Where knowledge enhances and improves life, there should we apply our intellects. But when the pursuit of knowledge begins to resemble speculation, science has crossed a border into a different field altogether -- that of philosophy. Those who read the headlines and naively champion the methods of science remain unaware of these branch points. They are fooled by the subterfuge of the quasi-scientific, and take comfort from the apparent ability of science to discern the universe's infinite origin. But perhaps now that we have seen hints that the laws of physics break down, and that the universe might not enforce Einstein's cosmic speed limit all that strictly, how will we react? Will we once again launch into obsessive, metaphysical speculation that takes us further and further from reality? Or will we shore up the little we do know and apply it to the actual conditions of our lives?
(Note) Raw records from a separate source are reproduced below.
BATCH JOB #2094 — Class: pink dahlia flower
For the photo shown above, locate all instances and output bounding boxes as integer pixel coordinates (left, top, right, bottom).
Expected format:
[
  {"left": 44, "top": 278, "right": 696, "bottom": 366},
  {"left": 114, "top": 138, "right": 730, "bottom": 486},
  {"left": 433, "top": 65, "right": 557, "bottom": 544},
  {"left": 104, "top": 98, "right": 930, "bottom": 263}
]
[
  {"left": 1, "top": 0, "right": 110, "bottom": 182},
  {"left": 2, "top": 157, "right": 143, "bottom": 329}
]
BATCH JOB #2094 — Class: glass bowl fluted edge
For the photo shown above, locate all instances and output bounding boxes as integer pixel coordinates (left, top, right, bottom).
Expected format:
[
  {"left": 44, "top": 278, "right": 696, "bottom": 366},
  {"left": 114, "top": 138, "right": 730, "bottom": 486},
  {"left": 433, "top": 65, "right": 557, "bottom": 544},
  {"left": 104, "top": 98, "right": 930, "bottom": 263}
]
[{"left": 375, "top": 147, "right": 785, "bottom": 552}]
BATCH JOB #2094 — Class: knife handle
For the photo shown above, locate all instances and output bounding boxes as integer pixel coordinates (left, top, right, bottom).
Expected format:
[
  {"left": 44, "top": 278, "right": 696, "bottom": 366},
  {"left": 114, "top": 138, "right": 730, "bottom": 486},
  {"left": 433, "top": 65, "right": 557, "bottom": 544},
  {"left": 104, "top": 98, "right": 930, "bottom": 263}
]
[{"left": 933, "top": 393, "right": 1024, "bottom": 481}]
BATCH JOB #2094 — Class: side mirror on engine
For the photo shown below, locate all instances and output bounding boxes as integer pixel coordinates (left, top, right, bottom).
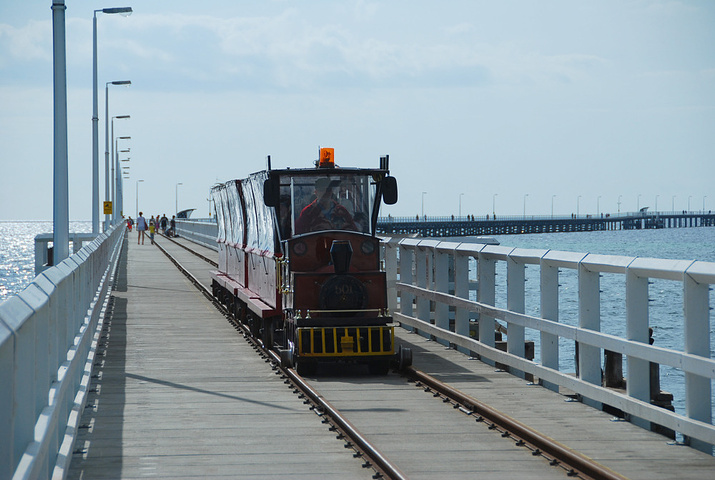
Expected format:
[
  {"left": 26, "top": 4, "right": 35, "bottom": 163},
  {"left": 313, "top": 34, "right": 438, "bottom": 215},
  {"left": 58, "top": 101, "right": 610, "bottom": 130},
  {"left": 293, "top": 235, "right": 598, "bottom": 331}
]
[
  {"left": 382, "top": 176, "right": 398, "bottom": 205},
  {"left": 263, "top": 176, "right": 279, "bottom": 207}
]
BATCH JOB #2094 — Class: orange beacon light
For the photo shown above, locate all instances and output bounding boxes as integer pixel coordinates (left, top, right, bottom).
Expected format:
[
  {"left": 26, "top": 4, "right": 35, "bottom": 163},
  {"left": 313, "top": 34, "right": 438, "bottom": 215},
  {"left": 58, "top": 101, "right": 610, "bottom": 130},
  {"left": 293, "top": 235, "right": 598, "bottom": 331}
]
[{"left": 319, "top": 147, "right": 335, "bottom": 168}]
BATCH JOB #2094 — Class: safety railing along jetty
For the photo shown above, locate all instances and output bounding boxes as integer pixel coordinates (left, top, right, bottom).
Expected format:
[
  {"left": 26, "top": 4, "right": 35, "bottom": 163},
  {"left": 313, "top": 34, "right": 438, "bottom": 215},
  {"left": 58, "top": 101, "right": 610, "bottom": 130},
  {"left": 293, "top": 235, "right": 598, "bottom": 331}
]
[
  {"left": 381, "top": 237, "right": 715, "bottom": 454},
  {"left": 0, "top": 225, "right": 124, "bottom": 479},
  {"left": 171, "top": 218, "right": 715, "bottom": 453}
]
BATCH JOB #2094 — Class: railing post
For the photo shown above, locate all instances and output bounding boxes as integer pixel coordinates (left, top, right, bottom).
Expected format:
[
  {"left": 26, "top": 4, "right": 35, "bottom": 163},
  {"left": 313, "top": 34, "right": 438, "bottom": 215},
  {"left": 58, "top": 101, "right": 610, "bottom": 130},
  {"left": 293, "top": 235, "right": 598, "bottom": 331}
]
[
  {"left": 434, "top": 247, "right": 450, "bottom": 346},
  {"left": 683, "top": 271, "right": 712, "bottom": 453},
  {"left": 398, "top": 242, "right": 414, "bottom": 331},
  {"left": 578, "top": 259, "right": 602, "bottom": 409},
  {"left": 477, "top": 254, "right": 496, "bottom": 366},
  {"left": 540, "top": 258, "right": 559, "bottom": 392},
  {"left": 507, "top": 255, "right": 525, "bottom": 378},
  {"left": 626, "top": 267, "right": 650, "bottom": 429},
  {"left": 454, "top": 250, "right": 470, "bottom": 355},
  {"left": 383, "top": 239, "right": 398, "bottom": 316},
  {"left": 415, "top": 244, "right": 430, "bottom": 338}
]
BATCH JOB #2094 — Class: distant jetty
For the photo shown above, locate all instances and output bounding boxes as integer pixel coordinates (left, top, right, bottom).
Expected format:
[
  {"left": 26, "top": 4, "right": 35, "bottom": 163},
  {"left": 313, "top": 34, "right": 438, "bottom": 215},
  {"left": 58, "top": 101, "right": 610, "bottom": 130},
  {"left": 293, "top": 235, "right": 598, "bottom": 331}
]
[{"left": 377, "top": 211, "right": 715, "bottom": 237}]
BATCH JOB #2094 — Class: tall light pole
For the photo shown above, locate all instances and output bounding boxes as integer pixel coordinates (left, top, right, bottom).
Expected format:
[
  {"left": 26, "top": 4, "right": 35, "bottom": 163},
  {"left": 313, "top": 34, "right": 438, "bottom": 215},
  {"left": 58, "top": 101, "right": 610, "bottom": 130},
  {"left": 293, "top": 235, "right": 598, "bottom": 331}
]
[
  {"left": 523, "top": 193, "right": 529, "bottom": 217},
  {"left": 114, "top": 134, "right": 130, "bottom": 224},
  {"left": 577, "top": 195, "right": 582, "bottom": 217},
  {"left": 421, "top": 191, "right": 427, "bottom": 218},
  {"left": 617, "top": 195, "right": 622, "bottom": 214},
  {"left": 53, "top": 0, "right": 69, "bottom": 262},
  {"left": 459, "top": 193, "right": 464, "bottom": 218},
  {"left": 136, "top": 179, "right": 144, "bottom": 218},
  {"left": 176, "top": 183, "right": 183, "bottom": 214},
  {"left": 94, "top": 7, "right": 132, "bottom": 233},
  {"left": 492, "top": 193, "right": 497, "bottom": 218},
  {"left": 104, "top": 81, "right": 131, "bottom": 230},
  {"left": 551, "top": 195, "right": 556, "bottom": 218}
]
Just as, in our day, scientists publish evidence-based papers in scientific journals, the philosophers, religious scholars, sages and prophets who came before us recorded their voyages into the metaphysical. Jewish mysticism offers a vast system for contemplating ultimate reality. Over many millennia, despite obscurity, persecution and deprivation, Jewish scholars continued to investigate this reality, the one we all live in, in works that offer profound insights even in the current age. But the headlines distract us from our heritage. "Subterfuge science" too often convinces people that the modern metaphysics of quantum speculation are better informed than religious traditions as old as history, and have something more meaningful to offer. When trying to comprehend the blurred no-man's-land between physics and metaphysics, in which the frontier of science operates, it is all too easy for modern people to close their minds to tradition and cite the newest, most preliminary of scientific results as proof that science provides a more comprehensive point of view than religion.
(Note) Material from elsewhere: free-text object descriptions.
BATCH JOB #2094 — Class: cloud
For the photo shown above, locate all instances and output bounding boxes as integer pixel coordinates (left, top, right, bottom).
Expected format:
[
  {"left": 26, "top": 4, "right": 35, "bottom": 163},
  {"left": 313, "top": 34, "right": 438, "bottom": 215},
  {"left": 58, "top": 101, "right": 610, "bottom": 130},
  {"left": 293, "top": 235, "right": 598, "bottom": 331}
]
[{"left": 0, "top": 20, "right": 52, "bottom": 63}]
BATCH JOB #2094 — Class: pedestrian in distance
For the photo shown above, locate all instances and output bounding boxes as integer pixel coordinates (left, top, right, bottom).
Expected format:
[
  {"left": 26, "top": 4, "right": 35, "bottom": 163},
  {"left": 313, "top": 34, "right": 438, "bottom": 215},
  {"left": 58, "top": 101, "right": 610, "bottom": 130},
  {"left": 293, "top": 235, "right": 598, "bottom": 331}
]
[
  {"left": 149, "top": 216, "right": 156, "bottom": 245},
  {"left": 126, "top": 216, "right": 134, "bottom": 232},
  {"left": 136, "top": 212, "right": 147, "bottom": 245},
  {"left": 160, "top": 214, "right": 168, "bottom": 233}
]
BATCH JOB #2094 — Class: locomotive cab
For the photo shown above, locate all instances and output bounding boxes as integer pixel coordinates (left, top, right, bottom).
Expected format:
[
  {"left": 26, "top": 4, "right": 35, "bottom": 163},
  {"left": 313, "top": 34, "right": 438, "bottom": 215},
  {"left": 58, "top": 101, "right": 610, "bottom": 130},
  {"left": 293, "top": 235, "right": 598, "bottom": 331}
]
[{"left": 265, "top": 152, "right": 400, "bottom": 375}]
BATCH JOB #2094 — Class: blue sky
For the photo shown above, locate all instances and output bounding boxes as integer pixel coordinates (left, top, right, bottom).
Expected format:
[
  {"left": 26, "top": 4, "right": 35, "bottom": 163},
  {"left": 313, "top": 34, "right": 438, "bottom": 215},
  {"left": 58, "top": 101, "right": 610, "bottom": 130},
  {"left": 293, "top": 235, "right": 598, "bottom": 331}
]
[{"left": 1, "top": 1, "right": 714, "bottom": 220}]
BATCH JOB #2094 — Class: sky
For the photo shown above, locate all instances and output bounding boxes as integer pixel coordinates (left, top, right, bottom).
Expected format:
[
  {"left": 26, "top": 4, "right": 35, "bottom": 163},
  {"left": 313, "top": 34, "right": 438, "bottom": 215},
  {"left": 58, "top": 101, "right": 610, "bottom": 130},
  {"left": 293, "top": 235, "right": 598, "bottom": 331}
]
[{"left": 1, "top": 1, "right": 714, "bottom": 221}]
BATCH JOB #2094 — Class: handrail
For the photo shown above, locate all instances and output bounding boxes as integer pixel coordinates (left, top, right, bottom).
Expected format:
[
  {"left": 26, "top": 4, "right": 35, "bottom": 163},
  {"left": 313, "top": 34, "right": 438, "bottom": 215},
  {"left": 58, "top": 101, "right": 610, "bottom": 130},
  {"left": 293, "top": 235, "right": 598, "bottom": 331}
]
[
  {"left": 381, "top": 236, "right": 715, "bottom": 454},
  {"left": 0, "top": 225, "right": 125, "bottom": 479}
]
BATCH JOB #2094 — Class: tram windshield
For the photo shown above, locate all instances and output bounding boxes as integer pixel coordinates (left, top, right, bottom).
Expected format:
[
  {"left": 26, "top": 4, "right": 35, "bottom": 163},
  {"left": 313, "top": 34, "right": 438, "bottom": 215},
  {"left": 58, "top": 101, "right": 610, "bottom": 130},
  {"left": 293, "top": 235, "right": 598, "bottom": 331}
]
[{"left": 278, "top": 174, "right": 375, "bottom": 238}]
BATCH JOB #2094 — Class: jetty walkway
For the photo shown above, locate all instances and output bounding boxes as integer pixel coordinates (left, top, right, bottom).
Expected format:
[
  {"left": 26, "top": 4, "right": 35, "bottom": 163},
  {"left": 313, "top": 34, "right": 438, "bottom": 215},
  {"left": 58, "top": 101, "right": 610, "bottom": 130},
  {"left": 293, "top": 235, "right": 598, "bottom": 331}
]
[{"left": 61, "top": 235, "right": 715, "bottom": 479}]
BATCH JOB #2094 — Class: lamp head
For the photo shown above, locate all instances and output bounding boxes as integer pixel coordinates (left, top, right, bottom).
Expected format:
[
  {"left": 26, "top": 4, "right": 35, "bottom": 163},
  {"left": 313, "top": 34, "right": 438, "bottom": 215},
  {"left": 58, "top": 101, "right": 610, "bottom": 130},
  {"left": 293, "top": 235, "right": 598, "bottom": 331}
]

Sometimes it is the very profligacy of science that is the problem. We see enormous amounts of new information every day: data amplification, comparative analyses and pattern detection, all suggesting new directions for investigating reality. We struggle to make sense of the world, but the glut of information that is an inescapable fact of life in the Internet age can make this harder, not easier. Our heads are swimming with information. And so we make snap decisions, and any decision that is not fully and carefully considered will inevitably impact our lives in a negative way.
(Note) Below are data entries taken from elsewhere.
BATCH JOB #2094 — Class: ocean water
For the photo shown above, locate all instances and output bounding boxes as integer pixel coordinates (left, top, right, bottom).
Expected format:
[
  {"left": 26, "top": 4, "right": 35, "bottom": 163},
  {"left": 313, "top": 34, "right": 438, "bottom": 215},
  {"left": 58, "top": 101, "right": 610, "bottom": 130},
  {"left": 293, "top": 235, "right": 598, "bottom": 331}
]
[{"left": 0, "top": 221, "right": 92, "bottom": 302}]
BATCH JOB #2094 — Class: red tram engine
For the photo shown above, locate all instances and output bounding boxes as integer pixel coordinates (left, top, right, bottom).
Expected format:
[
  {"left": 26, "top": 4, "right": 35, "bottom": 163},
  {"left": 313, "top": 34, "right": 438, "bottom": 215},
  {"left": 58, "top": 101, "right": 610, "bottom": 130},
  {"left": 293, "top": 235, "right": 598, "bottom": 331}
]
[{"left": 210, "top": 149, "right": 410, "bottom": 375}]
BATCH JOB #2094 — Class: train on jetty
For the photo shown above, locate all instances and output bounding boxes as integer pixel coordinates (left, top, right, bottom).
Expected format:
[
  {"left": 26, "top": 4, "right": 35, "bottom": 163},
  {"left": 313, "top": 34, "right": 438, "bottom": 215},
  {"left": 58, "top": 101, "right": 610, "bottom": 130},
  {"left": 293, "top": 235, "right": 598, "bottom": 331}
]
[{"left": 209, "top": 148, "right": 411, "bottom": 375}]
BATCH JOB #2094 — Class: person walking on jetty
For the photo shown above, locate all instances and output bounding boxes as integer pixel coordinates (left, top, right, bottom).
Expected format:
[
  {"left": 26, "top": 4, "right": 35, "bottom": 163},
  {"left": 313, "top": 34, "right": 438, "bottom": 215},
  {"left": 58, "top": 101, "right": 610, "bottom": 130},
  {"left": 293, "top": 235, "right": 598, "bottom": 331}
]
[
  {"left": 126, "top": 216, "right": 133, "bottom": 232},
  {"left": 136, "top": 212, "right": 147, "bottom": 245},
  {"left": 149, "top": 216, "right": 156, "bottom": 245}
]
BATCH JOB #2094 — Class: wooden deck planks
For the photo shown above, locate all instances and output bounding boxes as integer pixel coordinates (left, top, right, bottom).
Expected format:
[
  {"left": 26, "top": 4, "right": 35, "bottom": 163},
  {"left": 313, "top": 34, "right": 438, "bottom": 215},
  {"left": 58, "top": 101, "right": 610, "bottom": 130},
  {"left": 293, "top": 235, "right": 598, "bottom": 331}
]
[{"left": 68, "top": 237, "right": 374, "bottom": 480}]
For example, as children we are taught that the earth revolves around the sun. But this isn't strictly true: The sun and earth rotate around their shared central point of mass like dancing bodies in space, sensitively poised to affect each other. This small, but significant, mistake, introduced in childhood, leaves the adult with a misperception about the world that gets repeated and passed down the generations.

Despite the great strides that man has made in the past few hundred years, we still can say what Socrates said long ago: that the wisest man is the man who is most aware of his own ignorance. And science, as useful and impressive as it is, nonetheless must remain a finite system. At its edge, indeed, is ignorance. So do we rely on the incomplete approximations of science, rejecting religion? Do we assume that the great minds of the prophets and sages of centuries past, who devoted their lives to the study of the metaphysics that science is just now beginning to brush up against, were less sophisticated than we are? That the intellects that defined the world's major religious paradigms were deficient?

Time is strange. It is the one dimension in which we can only travel forward -- we could not, even if we wanted to, journey to the past to murder a parent. Nor can we halt the stream of time, even for a moment. It is always passing us by. As Henry Wadsworth Longfellow wrote,

Art is long, and Time is fleeting,

And our hearts, though stout and brave,

Still, like muffled drums, are beating


Funeral marches to the grave.

Before the tune ends -- before it is too late -- we should have the courage and humility to realize that, for all our vanity and the vaunting ambitions of science, our highest goal should remain to leave the world, when we depart it, better, brighter and more worthy for those who come after.